The DBI module in Perl offers built-in profiling capabilities that can help identify slow database interactions within your application code.

Enable Profiling: You can enable profiling globally or per-connection. For specific scripts, you can set the PERLDB environment variable or use DBI->trace_callbacks.

# Example: Enable tracing for a specific connection
use DBI;
my $dbh = DBI->connect("dbi:Pg:dbname=mydb", "user", "pass", {
    RaiseError => 1,
    PrintError => 0,
    AutoCommit => 1,
    TraceError => 1, # Trace errors
    Trace      => 9, # Trace level (0-9)
});

# Or using callbacks for more granular control
$dbh->trace_callbacks(1);
$dbh->trace(9, sub {
    my ($pkg, $sub, $msg) = @_;
    # Log or process the trace message
    print STDERR "DBI Trace: $pkg->$sub: $msg\n";
});

# Execute queries...
my $sth = $dbh->prepare("SELECT * FROM some_table WHERE id = ?");
$sth->execute(123);
while (my $row = $sth->fetchrow_hashref) {
    # Process row
}

$dbh->trace_callbacks(0); # Disable callbacks

The output of DBI->trace can be verbose. Directing it to a file and then analyzing it (perhaps using custom scripts or log aggregation tools) is recommended. This helps pinpoint which parts of your Perl application are making slow or frequent database calls.

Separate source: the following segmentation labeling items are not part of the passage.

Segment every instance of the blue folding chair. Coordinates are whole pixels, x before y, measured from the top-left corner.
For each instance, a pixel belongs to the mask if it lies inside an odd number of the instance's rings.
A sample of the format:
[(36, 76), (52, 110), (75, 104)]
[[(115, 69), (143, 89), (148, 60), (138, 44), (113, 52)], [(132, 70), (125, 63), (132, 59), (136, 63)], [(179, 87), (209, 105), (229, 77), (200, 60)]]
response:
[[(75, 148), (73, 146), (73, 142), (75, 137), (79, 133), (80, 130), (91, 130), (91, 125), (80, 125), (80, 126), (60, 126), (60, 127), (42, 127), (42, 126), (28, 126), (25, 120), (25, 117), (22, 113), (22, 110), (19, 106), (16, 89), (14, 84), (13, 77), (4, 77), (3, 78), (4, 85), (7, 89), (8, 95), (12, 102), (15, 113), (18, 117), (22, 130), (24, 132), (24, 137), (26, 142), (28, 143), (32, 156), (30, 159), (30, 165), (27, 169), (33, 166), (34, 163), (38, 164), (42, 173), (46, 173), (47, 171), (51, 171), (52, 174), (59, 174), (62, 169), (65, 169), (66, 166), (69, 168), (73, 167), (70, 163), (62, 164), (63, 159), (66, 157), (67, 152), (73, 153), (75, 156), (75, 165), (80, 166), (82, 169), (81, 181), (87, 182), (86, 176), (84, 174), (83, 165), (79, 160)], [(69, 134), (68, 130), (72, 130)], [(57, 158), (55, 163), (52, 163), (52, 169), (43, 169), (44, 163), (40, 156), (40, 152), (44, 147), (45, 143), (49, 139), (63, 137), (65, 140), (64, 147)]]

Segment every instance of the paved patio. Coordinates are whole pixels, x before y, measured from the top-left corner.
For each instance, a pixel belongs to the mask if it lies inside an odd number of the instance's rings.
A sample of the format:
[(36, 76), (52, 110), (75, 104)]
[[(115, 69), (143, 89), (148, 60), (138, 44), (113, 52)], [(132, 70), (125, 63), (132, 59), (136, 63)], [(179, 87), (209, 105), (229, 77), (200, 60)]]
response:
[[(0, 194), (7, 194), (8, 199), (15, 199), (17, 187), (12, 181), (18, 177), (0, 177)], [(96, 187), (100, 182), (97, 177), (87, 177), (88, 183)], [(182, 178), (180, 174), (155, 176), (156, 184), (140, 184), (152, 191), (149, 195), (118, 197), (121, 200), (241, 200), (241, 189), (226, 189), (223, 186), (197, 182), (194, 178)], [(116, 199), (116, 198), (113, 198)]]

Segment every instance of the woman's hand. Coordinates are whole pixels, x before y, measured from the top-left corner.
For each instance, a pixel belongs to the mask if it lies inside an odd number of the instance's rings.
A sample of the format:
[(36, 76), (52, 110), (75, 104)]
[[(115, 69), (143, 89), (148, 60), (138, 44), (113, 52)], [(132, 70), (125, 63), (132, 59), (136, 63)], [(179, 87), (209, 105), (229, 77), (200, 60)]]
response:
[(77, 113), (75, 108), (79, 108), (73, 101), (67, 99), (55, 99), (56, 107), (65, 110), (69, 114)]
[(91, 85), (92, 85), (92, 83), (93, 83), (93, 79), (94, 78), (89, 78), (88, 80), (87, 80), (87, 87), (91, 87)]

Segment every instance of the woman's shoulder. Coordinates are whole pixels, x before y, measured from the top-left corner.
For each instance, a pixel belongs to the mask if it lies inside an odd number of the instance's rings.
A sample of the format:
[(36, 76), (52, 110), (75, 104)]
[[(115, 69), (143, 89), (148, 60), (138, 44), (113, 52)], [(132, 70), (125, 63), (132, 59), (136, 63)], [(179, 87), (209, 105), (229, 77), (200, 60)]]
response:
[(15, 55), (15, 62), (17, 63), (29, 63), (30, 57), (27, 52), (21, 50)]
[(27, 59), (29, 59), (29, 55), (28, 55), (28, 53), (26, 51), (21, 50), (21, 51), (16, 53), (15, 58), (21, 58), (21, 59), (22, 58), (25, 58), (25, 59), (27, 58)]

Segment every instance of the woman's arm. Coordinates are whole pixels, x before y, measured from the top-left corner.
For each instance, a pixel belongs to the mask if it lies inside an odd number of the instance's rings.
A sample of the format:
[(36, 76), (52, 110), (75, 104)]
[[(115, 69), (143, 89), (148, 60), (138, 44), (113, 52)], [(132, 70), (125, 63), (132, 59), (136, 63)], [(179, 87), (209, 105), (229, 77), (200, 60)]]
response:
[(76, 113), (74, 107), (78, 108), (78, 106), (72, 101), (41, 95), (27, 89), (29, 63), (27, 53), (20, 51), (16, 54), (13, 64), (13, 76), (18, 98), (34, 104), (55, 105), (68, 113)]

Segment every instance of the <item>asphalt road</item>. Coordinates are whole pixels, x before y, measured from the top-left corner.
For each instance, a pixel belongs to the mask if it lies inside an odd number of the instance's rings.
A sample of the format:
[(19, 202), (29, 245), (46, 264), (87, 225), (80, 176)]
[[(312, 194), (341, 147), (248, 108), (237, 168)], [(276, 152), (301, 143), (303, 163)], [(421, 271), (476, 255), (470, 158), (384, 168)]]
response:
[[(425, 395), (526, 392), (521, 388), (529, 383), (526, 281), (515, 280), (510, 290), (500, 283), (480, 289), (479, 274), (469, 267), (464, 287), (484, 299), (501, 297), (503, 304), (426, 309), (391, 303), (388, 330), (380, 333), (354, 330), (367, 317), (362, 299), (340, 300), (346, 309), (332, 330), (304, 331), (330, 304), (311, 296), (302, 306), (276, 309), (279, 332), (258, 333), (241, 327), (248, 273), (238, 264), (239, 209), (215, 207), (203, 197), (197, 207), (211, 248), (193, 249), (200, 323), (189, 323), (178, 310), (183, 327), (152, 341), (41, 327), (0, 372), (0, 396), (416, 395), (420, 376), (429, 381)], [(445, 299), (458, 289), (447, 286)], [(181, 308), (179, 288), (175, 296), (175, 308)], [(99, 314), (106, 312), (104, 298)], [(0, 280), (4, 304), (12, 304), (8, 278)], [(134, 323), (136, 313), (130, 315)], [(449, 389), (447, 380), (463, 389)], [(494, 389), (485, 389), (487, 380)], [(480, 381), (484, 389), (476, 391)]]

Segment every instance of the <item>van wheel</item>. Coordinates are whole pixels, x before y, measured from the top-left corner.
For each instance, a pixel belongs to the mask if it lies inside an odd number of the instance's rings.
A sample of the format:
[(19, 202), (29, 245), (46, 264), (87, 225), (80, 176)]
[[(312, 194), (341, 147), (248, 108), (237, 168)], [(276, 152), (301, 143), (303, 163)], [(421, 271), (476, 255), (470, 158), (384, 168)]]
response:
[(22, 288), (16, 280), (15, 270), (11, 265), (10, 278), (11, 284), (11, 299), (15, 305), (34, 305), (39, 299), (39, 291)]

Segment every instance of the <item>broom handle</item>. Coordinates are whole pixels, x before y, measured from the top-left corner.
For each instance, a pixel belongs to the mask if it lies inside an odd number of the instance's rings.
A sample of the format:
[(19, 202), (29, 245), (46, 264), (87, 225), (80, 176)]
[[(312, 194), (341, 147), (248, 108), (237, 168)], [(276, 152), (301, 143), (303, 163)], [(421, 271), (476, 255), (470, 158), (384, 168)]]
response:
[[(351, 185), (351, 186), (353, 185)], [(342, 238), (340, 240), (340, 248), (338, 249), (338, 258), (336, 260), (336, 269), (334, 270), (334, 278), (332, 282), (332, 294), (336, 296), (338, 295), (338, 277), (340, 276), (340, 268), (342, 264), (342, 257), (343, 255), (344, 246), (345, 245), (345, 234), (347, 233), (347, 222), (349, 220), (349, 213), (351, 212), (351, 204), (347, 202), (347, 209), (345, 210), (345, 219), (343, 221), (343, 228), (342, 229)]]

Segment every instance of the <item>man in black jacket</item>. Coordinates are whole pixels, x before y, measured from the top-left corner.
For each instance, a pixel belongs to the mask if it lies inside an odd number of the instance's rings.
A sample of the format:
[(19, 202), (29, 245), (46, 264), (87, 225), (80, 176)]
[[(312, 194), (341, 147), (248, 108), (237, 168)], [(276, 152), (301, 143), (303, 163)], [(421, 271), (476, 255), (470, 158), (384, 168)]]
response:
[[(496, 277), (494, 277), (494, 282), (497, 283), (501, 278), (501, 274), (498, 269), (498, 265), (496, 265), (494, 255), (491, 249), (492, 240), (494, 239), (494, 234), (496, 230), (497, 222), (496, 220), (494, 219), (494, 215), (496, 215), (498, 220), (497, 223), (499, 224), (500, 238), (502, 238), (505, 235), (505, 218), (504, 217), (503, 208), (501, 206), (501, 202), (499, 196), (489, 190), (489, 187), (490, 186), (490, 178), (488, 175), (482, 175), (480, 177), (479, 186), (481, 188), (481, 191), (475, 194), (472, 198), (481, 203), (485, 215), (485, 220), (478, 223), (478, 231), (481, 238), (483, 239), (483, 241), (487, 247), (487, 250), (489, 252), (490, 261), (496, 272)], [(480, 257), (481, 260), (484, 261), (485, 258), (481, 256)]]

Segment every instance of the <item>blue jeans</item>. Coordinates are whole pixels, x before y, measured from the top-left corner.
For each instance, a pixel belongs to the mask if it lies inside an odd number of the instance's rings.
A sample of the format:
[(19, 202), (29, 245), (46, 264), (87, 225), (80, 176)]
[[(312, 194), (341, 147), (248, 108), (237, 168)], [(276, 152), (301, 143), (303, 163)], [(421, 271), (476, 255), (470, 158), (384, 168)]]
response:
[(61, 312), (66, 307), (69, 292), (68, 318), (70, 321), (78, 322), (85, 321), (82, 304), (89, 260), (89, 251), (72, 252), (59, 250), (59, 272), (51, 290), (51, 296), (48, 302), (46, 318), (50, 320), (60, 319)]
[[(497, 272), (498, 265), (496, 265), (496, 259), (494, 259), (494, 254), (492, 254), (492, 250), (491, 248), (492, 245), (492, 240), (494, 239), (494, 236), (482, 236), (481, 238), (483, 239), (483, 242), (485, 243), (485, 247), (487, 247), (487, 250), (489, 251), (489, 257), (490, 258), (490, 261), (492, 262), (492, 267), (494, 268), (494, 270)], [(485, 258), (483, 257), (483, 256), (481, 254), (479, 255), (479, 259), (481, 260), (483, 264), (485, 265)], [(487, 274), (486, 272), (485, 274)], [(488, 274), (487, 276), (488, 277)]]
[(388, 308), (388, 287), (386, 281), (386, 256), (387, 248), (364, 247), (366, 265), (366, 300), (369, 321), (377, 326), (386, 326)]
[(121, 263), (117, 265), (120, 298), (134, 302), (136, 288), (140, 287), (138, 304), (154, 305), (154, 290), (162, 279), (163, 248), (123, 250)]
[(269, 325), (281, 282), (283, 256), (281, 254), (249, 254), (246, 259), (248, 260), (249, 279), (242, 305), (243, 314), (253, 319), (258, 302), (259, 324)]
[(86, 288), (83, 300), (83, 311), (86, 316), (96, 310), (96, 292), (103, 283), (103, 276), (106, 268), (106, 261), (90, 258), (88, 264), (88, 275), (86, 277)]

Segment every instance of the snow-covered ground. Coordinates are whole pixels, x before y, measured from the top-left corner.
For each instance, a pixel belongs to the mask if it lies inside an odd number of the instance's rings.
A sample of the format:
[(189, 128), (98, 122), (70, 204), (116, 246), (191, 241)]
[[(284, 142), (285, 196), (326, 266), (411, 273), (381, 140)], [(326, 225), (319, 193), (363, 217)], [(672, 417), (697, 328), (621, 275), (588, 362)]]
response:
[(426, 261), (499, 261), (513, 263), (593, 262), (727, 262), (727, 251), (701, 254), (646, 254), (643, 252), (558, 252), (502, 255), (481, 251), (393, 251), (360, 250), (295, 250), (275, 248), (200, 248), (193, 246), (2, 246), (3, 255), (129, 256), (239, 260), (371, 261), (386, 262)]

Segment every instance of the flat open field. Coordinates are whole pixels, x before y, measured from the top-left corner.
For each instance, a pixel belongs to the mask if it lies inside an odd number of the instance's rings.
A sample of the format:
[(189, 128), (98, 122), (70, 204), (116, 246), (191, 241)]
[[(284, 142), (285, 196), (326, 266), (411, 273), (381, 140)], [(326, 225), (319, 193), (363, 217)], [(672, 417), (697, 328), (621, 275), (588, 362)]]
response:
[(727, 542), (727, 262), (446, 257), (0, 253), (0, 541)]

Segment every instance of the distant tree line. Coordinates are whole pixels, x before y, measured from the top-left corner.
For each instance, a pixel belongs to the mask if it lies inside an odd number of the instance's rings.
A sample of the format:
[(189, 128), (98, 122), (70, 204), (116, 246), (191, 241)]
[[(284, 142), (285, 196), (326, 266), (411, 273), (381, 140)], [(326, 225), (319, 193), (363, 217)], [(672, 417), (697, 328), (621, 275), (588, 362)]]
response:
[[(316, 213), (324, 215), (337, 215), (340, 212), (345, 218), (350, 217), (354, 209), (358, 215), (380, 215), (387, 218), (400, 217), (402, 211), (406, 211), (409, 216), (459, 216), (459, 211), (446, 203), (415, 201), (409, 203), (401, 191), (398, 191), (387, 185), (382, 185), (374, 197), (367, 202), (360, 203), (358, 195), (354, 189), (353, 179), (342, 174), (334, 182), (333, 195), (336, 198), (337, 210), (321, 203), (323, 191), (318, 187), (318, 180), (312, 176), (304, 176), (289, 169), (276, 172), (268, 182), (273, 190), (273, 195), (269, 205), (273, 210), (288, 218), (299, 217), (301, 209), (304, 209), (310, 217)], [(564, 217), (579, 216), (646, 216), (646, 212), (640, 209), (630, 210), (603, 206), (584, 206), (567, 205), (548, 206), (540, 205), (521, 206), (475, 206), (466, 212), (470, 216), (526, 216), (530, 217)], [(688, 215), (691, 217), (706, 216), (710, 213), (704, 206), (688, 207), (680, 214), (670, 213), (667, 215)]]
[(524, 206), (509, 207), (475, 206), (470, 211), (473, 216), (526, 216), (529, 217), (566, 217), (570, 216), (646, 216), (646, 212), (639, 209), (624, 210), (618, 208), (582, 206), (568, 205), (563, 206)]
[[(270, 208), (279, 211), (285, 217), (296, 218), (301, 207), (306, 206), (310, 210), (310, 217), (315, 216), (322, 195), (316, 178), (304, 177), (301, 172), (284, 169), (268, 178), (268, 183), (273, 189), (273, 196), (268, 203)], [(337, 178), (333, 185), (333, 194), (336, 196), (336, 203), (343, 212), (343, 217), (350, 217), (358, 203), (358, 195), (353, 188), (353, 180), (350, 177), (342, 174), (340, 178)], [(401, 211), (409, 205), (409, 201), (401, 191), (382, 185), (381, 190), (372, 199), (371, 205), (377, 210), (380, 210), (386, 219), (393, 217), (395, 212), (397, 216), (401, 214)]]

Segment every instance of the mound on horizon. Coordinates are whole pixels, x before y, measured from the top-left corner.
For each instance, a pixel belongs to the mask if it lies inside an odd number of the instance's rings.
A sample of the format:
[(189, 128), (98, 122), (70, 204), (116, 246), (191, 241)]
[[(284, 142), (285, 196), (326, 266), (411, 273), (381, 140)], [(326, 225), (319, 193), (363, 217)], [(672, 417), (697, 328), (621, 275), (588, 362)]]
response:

Application Performance Monitoring (APM) Tools

For more sophisticated application-level monitoring, consider integrating with APM solutions. While dedicated Perl APM agents might be less common than for other languages, you can often achieve similar results by:

Custom Metrics: Instrument your Perl code to emit custom metrics (e.g., number of queries per request, average query time, connection pool usage) using libraries like Prometheus::Client or by sending data to a StatsD endpoint.
Log Correlation: Ensure your application logs include unique request IDs that are also passed to PostgreSQL (via application_name in the connection string). This allows you to correlate application behavior with specific database queries identified by pgBadger or the Perl health check script.

# Example: Setting application_name in connection string
my $app_name = "my_perl_app_v1.2.3_" . get_request_id(); # Assuming get_request_id() provides a unique ID
my $dsn = "DBI:Pg:host=$config->{host};port=$config->{port};dbname=$config->{database};application_name=$app_name";
my $dbh = DBI->connect($dsn, $config->{user}, $config->{password}, { ... });

By combining proactive PostgreSQL health checks, historical log analysis with pgBadger, and application-level instrumentation, you can build a robust monitoring system tailored for your Perl applications and PostgreSQL clusters on OVH, ensuring high availability and performance.